Data analysis tools for drug screening data have been described in detail elsewhere [30, 35], and will not be discussed here.

Discussion

High heterogeneity in clinicobiological features such as genetic aberrations and clinical outcomes among patients with hematologic cancers has led to the realization that treatment strategies tailored to the individual patient are needed to improve disease management. Genomic strategies do to some extent guide treatment decisions [36, 37], but further precision is required to avoid ineffective therapies [38].

Functional precision medicine guides treatment decisions based on functional analyses, often a drug sensitivity screen, of the patient’s tumor cells [15, 16]. This approach allows for the monitoring of treatment sensitivities in real time. The protocol is fast; it provides test results in 3–5 days after collection of the patient sample, with limited computational skills required for the data analysis. This is in contrast to genomic analyses which can take several weeks to process and require high computational skills for data analysis [16].

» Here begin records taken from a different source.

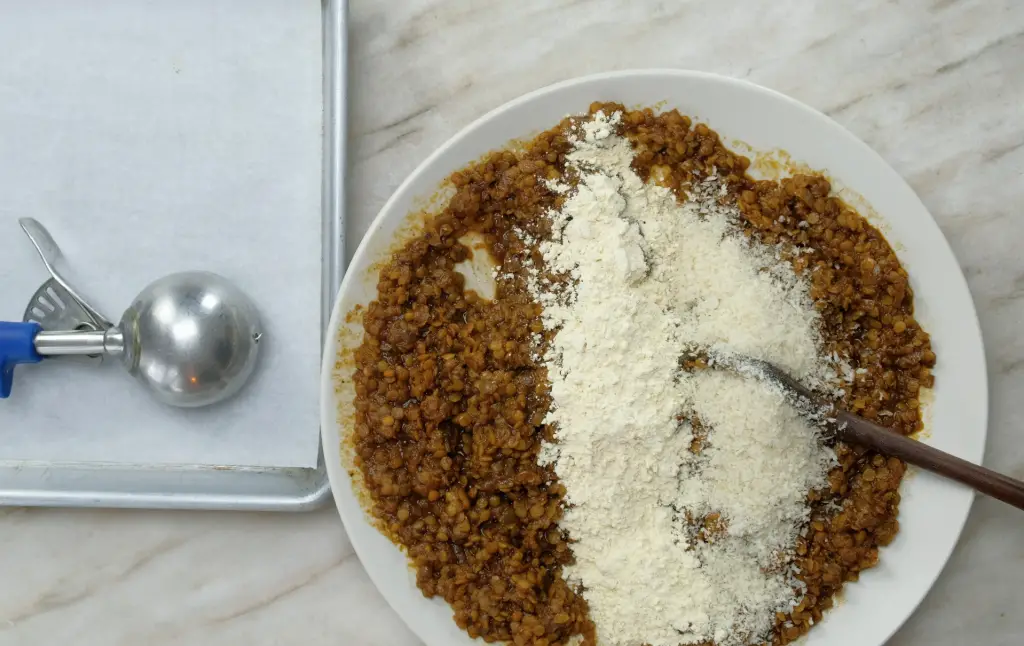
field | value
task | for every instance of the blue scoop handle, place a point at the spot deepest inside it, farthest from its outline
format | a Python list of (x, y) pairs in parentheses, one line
[(17, 345)]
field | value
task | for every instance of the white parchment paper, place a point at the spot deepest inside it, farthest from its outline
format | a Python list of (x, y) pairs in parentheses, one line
[(153, 136)]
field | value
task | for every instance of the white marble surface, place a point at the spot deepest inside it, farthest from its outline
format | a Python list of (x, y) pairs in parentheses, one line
[(936, 87)]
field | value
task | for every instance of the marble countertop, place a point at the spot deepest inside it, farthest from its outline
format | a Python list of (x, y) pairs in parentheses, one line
[(936, 87)]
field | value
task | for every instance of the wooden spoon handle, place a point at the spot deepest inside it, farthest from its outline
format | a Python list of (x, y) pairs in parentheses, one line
[(859, 431)]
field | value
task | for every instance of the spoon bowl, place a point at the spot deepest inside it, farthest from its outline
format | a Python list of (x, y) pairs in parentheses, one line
[(192, 338)]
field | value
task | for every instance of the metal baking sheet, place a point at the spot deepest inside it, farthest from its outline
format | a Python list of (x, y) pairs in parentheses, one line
[(150, 486)]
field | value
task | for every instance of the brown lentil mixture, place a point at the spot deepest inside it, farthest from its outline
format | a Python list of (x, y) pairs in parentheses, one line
[(450, 401)]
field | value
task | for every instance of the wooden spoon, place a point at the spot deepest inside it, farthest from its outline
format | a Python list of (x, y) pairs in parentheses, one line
[(856, 430)]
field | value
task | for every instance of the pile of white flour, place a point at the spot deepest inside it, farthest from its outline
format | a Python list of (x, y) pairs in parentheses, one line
[(652, 276)]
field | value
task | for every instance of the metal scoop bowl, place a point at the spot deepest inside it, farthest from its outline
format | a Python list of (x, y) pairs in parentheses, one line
[(190, 338)]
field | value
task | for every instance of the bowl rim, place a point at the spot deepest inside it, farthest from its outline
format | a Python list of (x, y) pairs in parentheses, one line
[(331, 434)]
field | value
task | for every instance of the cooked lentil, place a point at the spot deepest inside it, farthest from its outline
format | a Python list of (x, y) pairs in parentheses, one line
[(450, 397)]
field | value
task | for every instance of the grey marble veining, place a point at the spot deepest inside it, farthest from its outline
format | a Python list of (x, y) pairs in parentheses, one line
[(937, 88)]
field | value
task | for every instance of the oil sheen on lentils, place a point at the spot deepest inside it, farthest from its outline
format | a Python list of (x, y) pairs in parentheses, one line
[(552, 470)]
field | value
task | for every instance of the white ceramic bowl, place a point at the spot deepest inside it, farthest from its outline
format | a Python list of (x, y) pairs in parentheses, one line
[(933, 510)]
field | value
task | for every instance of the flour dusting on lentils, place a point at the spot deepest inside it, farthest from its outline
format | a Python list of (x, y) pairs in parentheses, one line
[(686, 490)]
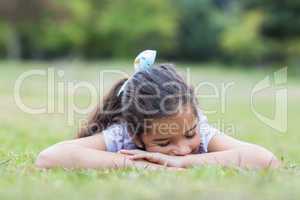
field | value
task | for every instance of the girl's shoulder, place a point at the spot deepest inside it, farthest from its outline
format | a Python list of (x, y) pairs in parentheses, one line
[(116, 137)]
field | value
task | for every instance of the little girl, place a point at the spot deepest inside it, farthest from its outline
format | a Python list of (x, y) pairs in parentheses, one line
[(152, 120)]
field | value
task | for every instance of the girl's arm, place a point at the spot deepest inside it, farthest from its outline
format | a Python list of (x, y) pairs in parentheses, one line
[(223, 151), (227, 151), (89, 152)]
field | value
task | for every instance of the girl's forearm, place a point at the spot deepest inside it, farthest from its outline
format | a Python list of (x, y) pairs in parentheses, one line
[(251, 157), (73, 156)]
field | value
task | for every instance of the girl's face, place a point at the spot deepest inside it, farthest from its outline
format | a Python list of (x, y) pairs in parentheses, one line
[(175, 135)]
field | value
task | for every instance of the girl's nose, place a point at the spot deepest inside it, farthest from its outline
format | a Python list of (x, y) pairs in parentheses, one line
[(182, 150)]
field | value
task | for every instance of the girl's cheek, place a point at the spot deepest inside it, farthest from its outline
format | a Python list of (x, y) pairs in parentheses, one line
[(158, 149)]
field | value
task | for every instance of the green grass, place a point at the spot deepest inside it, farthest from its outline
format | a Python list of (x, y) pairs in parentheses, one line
[(23, 135)]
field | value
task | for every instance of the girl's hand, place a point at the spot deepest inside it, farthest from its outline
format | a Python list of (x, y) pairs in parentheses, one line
[(158, 158)]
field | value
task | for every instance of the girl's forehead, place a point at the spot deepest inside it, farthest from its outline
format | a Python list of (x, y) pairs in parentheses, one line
[(173, 125)]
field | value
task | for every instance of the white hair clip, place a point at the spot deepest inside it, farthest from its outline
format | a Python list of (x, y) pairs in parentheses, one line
[(142, 62)]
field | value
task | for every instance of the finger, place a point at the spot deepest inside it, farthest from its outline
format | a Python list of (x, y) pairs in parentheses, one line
[(149, 157), (130, 152), (175, 168)]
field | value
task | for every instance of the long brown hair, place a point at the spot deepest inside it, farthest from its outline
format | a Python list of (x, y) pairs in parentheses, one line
[(141, 100)]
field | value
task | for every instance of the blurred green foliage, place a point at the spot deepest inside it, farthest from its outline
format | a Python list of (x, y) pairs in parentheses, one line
[(251, 32)]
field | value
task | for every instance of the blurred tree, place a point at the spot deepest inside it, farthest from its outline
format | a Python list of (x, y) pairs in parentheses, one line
[(133, 25), (241, 39), (280, 26), (16, 14), (199, 29)]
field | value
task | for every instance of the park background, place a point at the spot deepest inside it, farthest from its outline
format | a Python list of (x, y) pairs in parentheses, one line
[(219, 41)]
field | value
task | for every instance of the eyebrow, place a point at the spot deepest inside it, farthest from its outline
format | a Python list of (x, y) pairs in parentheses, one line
[(160, 139), (191, 128), (164, 139)]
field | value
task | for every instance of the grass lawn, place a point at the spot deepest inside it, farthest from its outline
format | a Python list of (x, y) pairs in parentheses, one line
[(23, 135)]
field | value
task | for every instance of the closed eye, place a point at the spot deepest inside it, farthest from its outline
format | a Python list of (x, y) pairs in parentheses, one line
[(190, 135), (163, 144)]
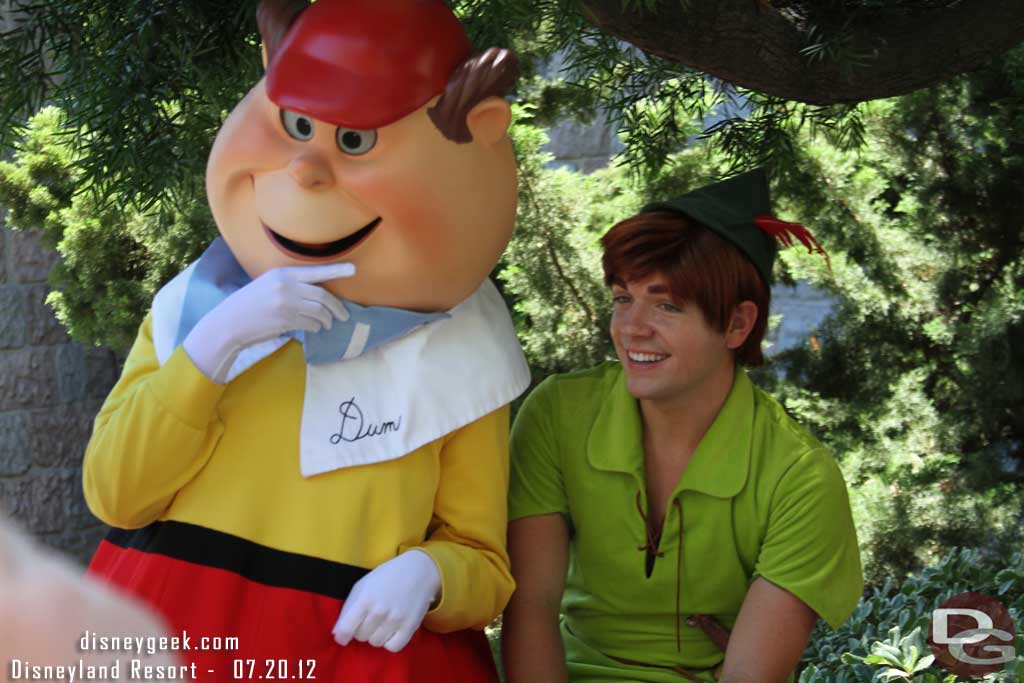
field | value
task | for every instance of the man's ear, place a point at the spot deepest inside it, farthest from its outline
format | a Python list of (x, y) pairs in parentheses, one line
[(743, 317), (488, 121)]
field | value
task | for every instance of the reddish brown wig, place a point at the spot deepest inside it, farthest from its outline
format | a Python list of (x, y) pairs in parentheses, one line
[(701, 268)]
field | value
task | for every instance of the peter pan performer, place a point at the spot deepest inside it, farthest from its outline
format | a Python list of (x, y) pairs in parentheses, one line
[(307, 447), (680, 500)]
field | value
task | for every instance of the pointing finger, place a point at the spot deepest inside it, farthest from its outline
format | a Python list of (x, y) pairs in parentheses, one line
[(321, 273)]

Here, we report our optimized and validated protocols for drug sensitivity screening of hematologic cancers. We show that reproducible results can be acquired on the same material analyzed by different operators or screened with drug libraries printed at different platforms. We previously reported that the results also are reproducible over time [24]. These features are critical for successful implementation in clinical trials and routine clinical practice. Clinical trials have been initiated that use these drug sensitivity screening results as biomarkers to guide precision medicine in hematologic cancers (Table 1), with encouraging results [4, 5, 19].

While we present ex vivo screening protocols that use the CellTiter-Glo assay or flow cytometry as a read-out, alternative approaches to ex vivo drug sensitivity screening have been established and previously reported, including three-dimensional cell culture models [39,40,41,42,43] and protocols with image-based read-outs [19, 44,45,46]. Continuous development of the screening protocols, including the consideration of microenvironmental effects on drug sensitivity, is expected to expand their applicability, both when it comes to disease indications and to drug classes that can be assessed. Miniaturization of the set-up further enables screening of cancers with very limited tumor material [47]. While functional precision medicine is spearheaded by hematologic cancers, development in solid tumors follows suit [15, 16]. This is a clear indication that functional precision medicine will find its place in future cancer care.